Bug #113115 semi-sync slave exit checksum error and master exit with net_flush error
Submitted: 17 Nov 2023 2:20 Modified: 27 Dec 2023 6:35
Reporter: phoenix Zhang (OCA) Email Updates:
Status: Can't repeat Impact on me:
Category:MySQL Server: Replication Severity:S3 (Non-critical)
Version:5.7.21 OS:SUSE
Assigned to: MySQL Verification Team CPU Architecture:Any

[17 Nov 2023 2:20] phoenix Zhang
We have one system, which deploy with 1 master + 3 semi-sync slave + 1 async slave + 1 outside binlog tool using BINLOG_DUMP command.

In one moment, all 3 semi-sync slave nodes exit with checksum error; theirs binlog_dump thread in master node print semi-sync ack magic number error, and net_flush error, and exit, which happen after slave error. The outside binlog tool's related binlog_dump thread also exit at that moment.

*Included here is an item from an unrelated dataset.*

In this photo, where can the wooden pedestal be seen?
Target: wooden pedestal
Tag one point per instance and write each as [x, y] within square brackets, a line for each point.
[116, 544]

However, the async slave keep normal.

The detail log please see attach file: log.txt

As we see, all semi-sync slaves report the same checksum error. And after slave checksum error, and slave IO thread exit, its related master then print Read semi-sync reply magic number error, and Semi-sync master failed on net_flush() before waiting for slave reply error, and then exit binlog_dump thread.

All the error happen in the same timestamp, which is 2023-11-03T11:46:03. And from OS and NET level does not find any exception error log.

How to repeat:
It is an online database, which happen once, and can not repeat in local test environment.
[17 Nov 2023 2:21] phoenix Zhang
The detail log info

Attachment: log.txt (text/plain), 9.78 KiB.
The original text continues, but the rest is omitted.